87. Стиль законов. Что касается стиля законов, то в странах
романо-германской правовой семьи сложились две противоположные тенденции:
первая заключается в стремлении сделать законы как можно доступнее, вторая,
напротив,-- в применении при выработке нормы права по возможности наиболее
точного технического языка, даже если это может сделать право понятным лишь
специалистам. Во всех странах имеются сторонники и того и другого подходов.
Различие между германским Гражданским уложением, с одной стороны, и
французским или швейцарским кодексами -- с другой, ясно показывает, какие
препятствия для взаимопонимания порождает применение разной законодательной
техники. Любопытно отметить, что в отношении стиля судебных решений
положение как раз обратное: французские судебные решения понятны только
посвященным, тогда как более развернутые немецкие решения читаются гораздо
легче.
88. Толкование законов. Издание закона или регламента -- дело властей.

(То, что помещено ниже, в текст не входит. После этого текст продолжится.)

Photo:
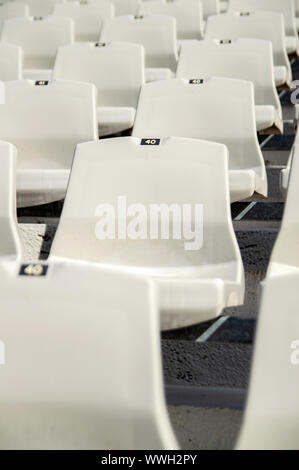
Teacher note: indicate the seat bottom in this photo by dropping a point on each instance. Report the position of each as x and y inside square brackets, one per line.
[291, 44]
[281, 76]
[37, 74]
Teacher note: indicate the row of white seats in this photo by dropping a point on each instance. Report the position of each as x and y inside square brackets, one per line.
[272, 412]
[45, 121]
[40, 38]
[13, 8]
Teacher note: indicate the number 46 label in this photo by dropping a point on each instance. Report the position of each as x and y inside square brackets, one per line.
[150, 141]
[34, 270]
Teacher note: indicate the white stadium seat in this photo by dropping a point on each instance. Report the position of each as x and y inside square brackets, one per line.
[156, 33]
[88, 16]
[195, 281]
[272, 412]
[216, 109]
[45, 121]
[11, 62]
[116, 69]
[39, 38]
[126, 7]
[10, 244]
[210, 7]
[12, 10]
[63, 378]
[286, 7]
[246, 59]
[188, 15]
[41, 7]
[258, 25]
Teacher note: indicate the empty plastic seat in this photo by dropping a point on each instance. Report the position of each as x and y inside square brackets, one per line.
[272, 412]
[45, 121]
[258, 25]
[39, 38]
[210, 7]
[70, 374]
[286, 7]
[216, 109]
[247, 59]
[12, 10]
[194, 276]
[41, 7]
[156, 33]
[88, 16]
[126, 7]
[271, 415]
[187, 14]
[11, 62]
[284, 258]
[10, 244]
[116, 69]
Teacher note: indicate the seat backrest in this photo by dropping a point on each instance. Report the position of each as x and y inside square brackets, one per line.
[156, 33]
[188, 15]
[286, 7]
[285, 256]
[12, 10]
[62, 371]
[126, 7]
[11, 62]
[210, 7]
[45, 121]
[258, 25]
[41, 7]
[115, 68]
[39, 38]
[88, 16]
[216, 109]
[10, 244]
[245, 59]
[131, 174]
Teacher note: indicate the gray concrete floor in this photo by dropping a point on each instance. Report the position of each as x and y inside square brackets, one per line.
[213, 364]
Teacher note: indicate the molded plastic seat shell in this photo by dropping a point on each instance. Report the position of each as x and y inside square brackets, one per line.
[62, 372]
[11, 62]
[193, 286]
[12, 10]
[216, 109]
[257, 25]
[156, 33]
[188, 15]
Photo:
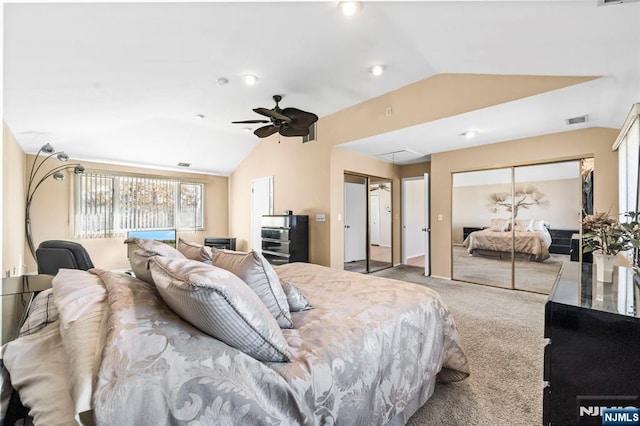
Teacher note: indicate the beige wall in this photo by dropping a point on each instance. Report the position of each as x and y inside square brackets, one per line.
[593, 142]
[13, 198]
[52, 208]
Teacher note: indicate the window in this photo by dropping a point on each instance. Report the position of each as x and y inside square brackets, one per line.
[112, 205]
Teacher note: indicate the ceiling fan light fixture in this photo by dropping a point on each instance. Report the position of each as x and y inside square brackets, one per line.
[350, 8]
[377, 69]
[250, 79]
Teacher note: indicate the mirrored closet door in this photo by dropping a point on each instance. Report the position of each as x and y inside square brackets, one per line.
[514, 227]
[482, 243]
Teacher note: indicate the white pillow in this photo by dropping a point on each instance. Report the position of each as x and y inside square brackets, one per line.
[38, 367]
[140, 250]
[295, 298]
[221, 305]
[499, 225]
[256, 271]
[195, 251]
[81, 299]
[538, 225]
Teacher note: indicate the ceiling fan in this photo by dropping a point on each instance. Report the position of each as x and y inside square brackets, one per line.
[287, 121]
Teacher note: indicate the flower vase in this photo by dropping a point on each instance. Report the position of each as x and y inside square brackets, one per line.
[604, 266]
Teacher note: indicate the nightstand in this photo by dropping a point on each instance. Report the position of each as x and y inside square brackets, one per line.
[17, 293]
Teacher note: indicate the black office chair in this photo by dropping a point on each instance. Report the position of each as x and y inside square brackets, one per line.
[53, 255]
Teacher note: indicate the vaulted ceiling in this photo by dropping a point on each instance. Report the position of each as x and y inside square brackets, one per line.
[124, 82]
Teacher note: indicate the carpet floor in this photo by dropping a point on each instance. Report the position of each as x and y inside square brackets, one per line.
[502, 335]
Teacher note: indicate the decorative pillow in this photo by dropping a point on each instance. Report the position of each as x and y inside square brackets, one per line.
[499, 225]
[195, 251]
[221, 305]
[524, 225]
[259, 275]
[41, 313]
[295, 298]
[140, 250]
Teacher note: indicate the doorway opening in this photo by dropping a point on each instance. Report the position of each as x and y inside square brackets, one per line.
[368, 241]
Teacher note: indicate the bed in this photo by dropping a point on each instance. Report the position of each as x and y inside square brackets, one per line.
[363, 350]
[530, 240]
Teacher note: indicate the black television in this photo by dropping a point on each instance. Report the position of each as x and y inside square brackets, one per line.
[167, 236]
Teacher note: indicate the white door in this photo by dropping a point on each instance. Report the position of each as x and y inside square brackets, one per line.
[261, 204]
[427, 228]
[375, 219]
[415, 222]
[355, 218]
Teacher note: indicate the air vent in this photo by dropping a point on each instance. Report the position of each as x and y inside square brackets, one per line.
[577, 120]
[608, 2]
[312, 134]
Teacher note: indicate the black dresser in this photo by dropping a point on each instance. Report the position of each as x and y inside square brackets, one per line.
[561, 240]
[285, 238]
[592, 359]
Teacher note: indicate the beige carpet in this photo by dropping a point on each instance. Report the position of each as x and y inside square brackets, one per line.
[502, 334]
[530, 276]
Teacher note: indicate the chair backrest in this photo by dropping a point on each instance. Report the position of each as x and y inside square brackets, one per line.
[53, 255]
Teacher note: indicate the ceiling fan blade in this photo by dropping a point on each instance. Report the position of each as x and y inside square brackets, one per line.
[250, 122]
[273, 114]
[300, 119]
[265, 131]
[293, 131]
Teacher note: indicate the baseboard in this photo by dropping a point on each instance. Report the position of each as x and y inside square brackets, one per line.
[442, 278]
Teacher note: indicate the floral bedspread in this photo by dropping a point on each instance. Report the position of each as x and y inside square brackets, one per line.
[369, 348]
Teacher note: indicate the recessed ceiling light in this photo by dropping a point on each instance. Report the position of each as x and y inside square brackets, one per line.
[469, 134]
[377, 69]
[350, 8]
[250, 79]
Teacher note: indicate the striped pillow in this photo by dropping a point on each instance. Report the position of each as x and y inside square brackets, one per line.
[221, 305]
[194, 251]
[139, 250]
[259, 275]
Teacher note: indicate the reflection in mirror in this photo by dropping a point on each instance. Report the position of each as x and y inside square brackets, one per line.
[481, 218]
[380, 255]
[547, 222]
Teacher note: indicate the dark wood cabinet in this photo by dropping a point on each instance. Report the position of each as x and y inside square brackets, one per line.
[285, 238]
[561, 240]
[592, 358]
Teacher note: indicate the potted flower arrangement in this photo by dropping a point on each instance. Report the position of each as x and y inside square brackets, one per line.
[604, 236]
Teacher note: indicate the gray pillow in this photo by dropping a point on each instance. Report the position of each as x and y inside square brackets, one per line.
[295, 298]
[256, 271]
[221, 305]
[140, 250]
[195, 251]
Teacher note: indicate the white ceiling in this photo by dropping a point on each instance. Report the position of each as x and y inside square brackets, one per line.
[122, 82]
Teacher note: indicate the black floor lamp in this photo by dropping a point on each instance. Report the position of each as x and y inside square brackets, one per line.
[45, 153]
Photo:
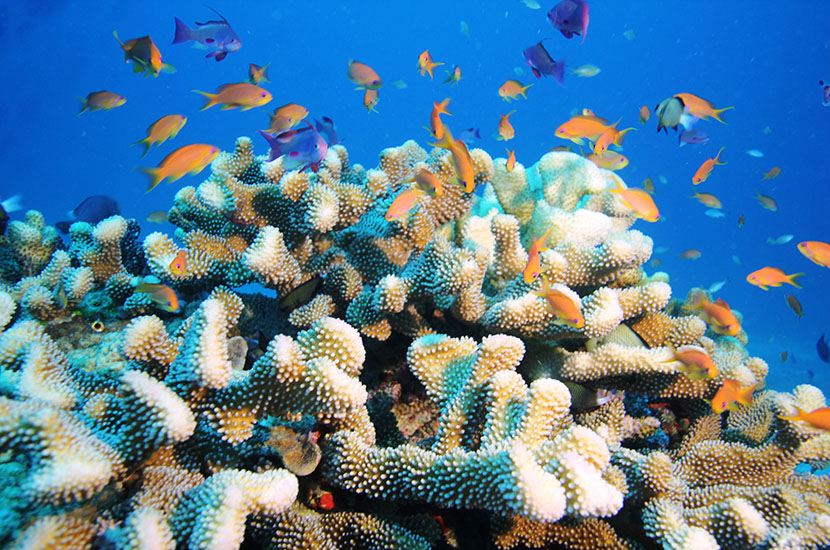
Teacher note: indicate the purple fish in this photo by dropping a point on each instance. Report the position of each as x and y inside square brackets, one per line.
[692, 137]
[91, 210]
[217, 36]
[541, 63]
[327, 130]
[570, 17]
[300, 148]
[470, 135]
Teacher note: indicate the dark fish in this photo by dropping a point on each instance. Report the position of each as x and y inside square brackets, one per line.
[217, 36]
[301, 295]
[91, 210]
[692, 137]
[795, 305]
[542, 64]
[570, 17]
[327, 130]
[470, 135]
[823, 349]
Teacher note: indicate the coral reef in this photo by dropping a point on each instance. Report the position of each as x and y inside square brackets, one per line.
[407, 388]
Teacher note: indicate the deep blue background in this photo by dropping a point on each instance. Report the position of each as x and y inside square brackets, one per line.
[763, 57]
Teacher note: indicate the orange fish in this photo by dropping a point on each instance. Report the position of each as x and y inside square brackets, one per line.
[708, 199]
[771, 277]
[230, 96]
[511, 160]
[435, 123]
[730, 395]
[286, 117]
[718, 314]
[101, 101]
[513, 89]
[257, 74]
[697, 365]
[816, 251]
[534, 263]
[818, 418]
[426, 64]
[179, 264]
[403, 203]
[700, 108]
[370, 99]
[461, 160]
[190, 159]
[506, 130]
[638, 201]
[562, 304]
[162, 296]
[645, 114]
[167, 127]
[706, 168]
[773, 173]
[363, 75]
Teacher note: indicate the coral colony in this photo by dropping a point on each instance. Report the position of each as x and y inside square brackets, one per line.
[406, 389]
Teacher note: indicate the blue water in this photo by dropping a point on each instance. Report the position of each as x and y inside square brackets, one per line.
[763, 57]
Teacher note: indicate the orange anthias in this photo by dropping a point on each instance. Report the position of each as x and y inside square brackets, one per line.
[730, 396]
[706, 168]
[771, 277]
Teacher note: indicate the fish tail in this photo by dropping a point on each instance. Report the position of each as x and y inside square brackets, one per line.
[716, 114]
[182, 32]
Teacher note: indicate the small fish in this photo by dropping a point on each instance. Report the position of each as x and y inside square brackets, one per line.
[190, 159]
[795, 305]
[425, 63]
[512, 90]
[230, 96]
[771, 277]
[300, 295]
[178, 265]
[144, 54]
[692, 137]
[162, 296]
[706, 168]
[542, 63]
[363, 75]
[286, 117]
[817, 252]
[730, 396]
[506, 130]
[256, 74]
[818, 418]
[91, 210]
[300, 148]
[157, 216]
[217, 36]
[101, 101]
[586, 71]
[767, 202]
[773, 173]
[823, 349]
[370, 99]
[571, 18]
[167, 127]
[708, 199]
[783, 239]
[638, 201]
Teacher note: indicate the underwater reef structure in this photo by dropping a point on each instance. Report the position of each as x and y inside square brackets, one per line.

Однако практическое значение закона зависит от способа его применения.
Применение же закона предполагает и определенный метод толкования, важность
которого в наше время неоднократно подчеркивалась доктриной. В различных
странах романо-германской правовой семьи предлагались самые разнообразные
методы толкования: от школы экзегез до школы свободного права, с
промежуточной позицией "юриспруденции интереса".
Довольно трудно определить, каково же практическое влияние каждой из
этих теорий в той или иной стране. Законодатель с похвальной мудростью
никогда не считал, что он может установить определенные методы толкования;
любые правила, которые могли бы быть изданы им в этой связи, не уменьшили бы
свободу толкования. Нигде и никогда практика не придерживалась только одного
из существующих методов толкования; стремясь найти справедливое решение, она
комбинирует различные подходы. В конечном счете все зависит от психологии
того или иного судьи и позиции той школы, которую он сознательно или
интуитивно поддерживает. Повсюду судья, стремясь к тому, чтобы избегнуть
упреков в произволе, отдает предпочтение толкованию, которое наряду с буквой
закона учитывает и намерение законодателя. Это означает, что в подавляющем
большинстве случаев судья проводит логическое (если не грамматическое)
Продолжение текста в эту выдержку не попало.